From this error message
Error from server (BadRequest):
error when creating "coredns.yaml":
Deployment in version "v1" cannot be handled as a Deployment:
v1.Deployment.Spec:
v1.DeploymentSpec.Template: v
1.PodTemplateSpec.Spec:
v1.PodSpec.Containers: []v1.Container:
v1.Container.Resources:
v1.ResourceRequirements.Requests: Limits: unmarshalerDecoder: quantities must match the regular expression '^([+-]?[0-9.]+)([eEinumkKMGTP]*[-+]?[0-9]*)$', error found in #10 byte of ...|__LIMIT__"},"request|..., bigger context ...|limits":{"memory":"__PILLAR__DNS__MEMORY__LIMIT__"},"requests":{"cpu":"100m","memory":"70Mi"}},"secu|...
This part is root-cause.
unmarshalerDecoder:
quantities must match the regular expression
'^([+-]?[0-9.]+)([eEinumkKMGTP]*[-+]?[0-9]*)$'
What quantities are there?
Seems like
v1.ResourceRequirements.Requests: Limits:
So please, change Requests.Limits from __PILLAR__DNS__MEMORY__LIMIT__ to other value.

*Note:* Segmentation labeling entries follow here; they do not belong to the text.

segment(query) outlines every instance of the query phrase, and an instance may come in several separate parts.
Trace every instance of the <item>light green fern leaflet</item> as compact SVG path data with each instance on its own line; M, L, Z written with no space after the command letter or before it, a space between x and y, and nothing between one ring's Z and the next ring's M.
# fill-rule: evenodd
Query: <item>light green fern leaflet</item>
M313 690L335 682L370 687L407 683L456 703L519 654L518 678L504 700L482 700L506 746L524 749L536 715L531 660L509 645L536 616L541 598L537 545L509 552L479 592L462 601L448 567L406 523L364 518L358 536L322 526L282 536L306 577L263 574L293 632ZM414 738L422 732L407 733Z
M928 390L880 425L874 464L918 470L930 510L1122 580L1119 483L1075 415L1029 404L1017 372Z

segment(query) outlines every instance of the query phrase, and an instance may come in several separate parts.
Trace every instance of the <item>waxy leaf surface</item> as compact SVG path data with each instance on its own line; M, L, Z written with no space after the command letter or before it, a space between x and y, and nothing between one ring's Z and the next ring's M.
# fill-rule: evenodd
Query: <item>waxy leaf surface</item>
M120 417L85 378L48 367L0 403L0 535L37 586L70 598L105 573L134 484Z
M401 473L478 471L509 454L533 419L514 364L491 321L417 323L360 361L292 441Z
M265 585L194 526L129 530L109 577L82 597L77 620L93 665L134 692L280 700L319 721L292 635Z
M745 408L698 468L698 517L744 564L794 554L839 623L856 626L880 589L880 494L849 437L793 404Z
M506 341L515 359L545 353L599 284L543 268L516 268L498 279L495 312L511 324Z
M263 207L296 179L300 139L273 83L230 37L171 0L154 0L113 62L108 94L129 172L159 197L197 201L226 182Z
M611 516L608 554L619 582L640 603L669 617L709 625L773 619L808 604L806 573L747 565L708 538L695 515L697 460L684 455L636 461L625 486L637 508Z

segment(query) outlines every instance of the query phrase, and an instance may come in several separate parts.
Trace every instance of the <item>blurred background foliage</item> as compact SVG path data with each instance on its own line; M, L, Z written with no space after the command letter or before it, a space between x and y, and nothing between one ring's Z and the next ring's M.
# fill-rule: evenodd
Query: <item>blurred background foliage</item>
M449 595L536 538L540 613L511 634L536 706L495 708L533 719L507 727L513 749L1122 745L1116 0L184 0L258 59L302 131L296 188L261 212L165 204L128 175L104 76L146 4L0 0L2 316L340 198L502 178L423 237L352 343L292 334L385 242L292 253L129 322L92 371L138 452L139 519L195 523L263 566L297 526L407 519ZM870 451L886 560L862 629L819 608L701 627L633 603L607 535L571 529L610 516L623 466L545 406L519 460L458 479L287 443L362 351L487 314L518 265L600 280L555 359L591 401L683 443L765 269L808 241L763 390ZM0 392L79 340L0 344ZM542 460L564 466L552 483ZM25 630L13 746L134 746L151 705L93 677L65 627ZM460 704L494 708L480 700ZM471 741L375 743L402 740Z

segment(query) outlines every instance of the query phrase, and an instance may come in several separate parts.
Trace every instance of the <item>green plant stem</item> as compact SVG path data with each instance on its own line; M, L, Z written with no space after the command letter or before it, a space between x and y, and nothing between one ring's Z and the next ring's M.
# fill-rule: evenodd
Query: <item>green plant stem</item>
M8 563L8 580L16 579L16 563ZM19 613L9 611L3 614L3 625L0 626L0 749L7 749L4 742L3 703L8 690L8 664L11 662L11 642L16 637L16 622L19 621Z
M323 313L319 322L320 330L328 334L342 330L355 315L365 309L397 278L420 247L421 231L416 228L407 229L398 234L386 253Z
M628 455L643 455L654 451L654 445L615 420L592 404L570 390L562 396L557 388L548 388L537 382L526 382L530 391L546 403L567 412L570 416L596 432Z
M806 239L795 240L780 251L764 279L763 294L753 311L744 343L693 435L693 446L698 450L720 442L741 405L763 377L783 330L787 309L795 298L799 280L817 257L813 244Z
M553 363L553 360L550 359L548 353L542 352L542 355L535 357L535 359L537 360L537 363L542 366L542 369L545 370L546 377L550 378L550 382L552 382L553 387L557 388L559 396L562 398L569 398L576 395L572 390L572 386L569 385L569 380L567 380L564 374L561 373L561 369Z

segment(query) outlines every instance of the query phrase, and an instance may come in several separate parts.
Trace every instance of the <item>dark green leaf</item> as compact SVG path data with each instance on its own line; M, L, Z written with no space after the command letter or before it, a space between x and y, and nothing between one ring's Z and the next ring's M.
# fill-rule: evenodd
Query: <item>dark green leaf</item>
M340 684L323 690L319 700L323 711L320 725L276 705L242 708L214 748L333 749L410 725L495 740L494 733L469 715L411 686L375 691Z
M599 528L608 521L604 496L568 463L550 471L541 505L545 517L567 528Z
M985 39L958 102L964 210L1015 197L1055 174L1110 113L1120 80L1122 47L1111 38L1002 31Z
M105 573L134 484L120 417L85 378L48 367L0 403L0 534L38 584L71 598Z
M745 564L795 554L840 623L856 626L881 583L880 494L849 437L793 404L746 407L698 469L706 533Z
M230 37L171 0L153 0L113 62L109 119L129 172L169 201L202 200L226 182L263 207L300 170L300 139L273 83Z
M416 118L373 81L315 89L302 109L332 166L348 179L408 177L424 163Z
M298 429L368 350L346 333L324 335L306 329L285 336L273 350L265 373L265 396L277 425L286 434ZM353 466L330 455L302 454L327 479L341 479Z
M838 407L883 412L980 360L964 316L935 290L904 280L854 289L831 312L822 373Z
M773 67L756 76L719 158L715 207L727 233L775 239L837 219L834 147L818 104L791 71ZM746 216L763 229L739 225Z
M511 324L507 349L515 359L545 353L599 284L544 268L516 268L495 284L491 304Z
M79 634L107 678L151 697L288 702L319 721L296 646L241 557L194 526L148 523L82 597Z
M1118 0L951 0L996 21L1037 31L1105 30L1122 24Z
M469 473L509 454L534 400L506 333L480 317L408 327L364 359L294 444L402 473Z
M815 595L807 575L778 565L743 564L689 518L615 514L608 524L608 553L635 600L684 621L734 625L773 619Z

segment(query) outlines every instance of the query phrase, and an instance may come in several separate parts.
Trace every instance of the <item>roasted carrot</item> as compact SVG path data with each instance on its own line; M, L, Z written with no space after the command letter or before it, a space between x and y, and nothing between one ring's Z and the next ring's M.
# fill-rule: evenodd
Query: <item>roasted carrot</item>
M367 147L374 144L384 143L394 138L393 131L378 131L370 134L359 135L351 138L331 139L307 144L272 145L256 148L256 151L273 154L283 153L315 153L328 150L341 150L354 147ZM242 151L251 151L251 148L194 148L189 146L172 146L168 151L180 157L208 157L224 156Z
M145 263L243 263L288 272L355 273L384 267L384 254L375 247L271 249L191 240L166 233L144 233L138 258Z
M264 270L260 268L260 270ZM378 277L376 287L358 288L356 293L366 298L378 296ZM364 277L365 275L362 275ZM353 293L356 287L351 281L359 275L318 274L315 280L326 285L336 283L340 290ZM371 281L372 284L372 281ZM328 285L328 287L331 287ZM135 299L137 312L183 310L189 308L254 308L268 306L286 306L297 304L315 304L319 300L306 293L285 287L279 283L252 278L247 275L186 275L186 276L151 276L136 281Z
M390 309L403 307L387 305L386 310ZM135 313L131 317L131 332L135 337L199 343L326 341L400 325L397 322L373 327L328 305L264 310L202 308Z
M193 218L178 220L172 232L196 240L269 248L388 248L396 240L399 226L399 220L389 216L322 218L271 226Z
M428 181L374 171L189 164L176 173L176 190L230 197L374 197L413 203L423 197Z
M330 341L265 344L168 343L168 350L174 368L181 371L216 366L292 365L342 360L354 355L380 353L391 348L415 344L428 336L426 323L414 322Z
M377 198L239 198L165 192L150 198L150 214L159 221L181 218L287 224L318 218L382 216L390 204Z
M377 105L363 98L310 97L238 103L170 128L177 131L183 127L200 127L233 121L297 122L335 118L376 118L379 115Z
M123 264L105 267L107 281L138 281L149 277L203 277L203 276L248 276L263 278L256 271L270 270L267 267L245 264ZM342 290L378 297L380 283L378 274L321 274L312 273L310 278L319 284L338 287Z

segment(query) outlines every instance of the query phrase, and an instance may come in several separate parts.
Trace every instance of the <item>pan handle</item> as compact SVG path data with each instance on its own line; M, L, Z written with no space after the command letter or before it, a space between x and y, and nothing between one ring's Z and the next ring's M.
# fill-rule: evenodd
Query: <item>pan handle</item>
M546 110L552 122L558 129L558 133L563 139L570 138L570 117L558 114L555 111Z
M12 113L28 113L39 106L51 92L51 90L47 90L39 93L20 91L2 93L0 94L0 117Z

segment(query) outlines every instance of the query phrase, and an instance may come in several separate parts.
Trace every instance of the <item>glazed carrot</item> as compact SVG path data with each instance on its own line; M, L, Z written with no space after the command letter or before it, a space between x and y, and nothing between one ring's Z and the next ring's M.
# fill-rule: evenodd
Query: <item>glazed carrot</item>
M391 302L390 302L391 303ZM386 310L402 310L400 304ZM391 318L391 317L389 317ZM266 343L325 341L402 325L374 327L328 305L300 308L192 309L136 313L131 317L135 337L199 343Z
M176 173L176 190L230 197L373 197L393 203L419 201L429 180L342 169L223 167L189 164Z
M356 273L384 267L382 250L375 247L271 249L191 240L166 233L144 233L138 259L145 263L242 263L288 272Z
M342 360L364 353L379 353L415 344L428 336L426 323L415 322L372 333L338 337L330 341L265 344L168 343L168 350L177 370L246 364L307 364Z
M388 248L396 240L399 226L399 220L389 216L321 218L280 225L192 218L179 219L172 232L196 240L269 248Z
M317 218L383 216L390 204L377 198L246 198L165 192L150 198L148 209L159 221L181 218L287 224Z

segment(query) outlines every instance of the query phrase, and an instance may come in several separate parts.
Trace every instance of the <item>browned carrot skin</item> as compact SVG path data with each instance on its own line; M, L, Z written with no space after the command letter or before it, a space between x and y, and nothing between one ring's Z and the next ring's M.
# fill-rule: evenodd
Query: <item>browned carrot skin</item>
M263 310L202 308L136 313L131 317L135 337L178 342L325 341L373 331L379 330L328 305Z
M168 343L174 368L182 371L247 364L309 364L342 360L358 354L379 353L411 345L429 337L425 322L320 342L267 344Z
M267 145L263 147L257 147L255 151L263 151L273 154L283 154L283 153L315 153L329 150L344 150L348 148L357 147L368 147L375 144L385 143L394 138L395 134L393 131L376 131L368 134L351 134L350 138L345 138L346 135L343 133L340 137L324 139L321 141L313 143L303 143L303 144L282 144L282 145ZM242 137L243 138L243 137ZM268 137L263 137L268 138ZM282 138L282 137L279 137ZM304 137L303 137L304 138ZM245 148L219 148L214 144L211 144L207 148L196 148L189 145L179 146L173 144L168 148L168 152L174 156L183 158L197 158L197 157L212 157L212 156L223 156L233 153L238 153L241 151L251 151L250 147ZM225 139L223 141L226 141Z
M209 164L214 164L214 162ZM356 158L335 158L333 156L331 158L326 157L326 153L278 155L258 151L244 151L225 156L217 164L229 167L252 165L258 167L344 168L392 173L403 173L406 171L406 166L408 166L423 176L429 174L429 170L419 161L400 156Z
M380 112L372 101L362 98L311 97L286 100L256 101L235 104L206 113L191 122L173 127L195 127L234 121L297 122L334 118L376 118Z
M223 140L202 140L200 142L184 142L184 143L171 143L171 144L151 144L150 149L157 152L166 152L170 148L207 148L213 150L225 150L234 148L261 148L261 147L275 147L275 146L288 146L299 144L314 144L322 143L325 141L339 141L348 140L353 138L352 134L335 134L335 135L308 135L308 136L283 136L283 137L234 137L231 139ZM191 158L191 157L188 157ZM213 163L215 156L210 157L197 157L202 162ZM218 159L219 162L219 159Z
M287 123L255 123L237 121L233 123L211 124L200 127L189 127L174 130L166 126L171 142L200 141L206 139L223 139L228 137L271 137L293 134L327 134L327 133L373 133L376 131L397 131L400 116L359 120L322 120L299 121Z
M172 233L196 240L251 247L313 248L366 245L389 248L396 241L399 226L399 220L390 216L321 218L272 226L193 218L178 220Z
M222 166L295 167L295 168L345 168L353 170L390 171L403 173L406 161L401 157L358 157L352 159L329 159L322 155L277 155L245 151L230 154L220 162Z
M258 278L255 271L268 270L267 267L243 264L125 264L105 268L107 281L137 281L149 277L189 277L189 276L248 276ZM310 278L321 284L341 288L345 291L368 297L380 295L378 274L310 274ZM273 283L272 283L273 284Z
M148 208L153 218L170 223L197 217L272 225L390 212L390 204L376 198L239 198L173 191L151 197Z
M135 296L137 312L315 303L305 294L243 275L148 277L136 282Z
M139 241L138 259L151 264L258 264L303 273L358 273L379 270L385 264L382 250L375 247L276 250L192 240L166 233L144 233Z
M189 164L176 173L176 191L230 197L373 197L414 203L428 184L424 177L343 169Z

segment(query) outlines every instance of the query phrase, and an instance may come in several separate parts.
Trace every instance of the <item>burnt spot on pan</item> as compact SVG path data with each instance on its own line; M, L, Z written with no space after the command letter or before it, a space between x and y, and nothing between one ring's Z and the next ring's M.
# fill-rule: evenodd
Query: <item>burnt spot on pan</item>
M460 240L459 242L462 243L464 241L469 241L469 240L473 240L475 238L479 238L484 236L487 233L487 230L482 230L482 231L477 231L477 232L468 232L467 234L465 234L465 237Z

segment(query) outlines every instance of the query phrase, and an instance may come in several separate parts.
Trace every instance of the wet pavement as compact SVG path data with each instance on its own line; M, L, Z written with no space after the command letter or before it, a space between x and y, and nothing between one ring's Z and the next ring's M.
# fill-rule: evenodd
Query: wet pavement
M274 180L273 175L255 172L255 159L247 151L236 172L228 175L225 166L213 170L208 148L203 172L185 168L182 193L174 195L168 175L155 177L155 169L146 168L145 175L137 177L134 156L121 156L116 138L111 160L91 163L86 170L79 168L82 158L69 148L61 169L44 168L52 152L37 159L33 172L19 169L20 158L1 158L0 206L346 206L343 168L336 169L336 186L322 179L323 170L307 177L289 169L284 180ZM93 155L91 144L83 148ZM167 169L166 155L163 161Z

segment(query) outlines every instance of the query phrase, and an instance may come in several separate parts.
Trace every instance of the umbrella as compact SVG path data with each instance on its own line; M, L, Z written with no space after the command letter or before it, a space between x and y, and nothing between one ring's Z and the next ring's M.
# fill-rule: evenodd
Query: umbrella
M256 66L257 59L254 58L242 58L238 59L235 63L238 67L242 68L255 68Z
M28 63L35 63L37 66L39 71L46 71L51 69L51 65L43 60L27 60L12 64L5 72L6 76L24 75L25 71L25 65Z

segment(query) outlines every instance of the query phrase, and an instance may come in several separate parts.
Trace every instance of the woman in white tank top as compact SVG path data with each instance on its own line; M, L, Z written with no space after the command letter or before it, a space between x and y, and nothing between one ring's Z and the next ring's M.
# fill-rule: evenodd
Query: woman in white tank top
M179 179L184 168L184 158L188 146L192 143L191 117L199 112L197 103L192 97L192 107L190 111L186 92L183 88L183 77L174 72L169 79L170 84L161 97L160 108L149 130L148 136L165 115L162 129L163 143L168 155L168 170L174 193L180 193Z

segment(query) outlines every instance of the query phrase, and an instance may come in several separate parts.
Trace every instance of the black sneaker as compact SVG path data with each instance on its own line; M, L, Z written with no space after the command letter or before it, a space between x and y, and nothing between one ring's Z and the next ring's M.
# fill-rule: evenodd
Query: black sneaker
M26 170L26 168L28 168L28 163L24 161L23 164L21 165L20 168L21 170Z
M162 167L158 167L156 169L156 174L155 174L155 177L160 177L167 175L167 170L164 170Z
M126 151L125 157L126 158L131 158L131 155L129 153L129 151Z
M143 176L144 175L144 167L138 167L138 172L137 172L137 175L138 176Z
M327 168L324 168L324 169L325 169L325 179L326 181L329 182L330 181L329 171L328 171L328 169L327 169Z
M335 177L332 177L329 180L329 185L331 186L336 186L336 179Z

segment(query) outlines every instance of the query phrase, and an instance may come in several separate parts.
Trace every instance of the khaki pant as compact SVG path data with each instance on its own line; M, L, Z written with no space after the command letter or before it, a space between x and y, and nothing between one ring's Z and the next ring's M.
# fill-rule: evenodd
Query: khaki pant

Please refer to coredns/deployment in your deployments there are fields like limits {"memory":"__PILLAR__DNS__MEMORY__LIMIT__".
As described in the docs you can use own script to override some parameters while switching from kube-dns to COREDNS there is deploy script.
Installing CoreDNS
In Kubernetes version 1.13 and later the CoreDNS feature gate is removed and CoreDNS is used by default.
So you can use your original installation and see default values in config map and deployment.
kubectl get configmap coredns -n kube-system -o yaml
Hope this help.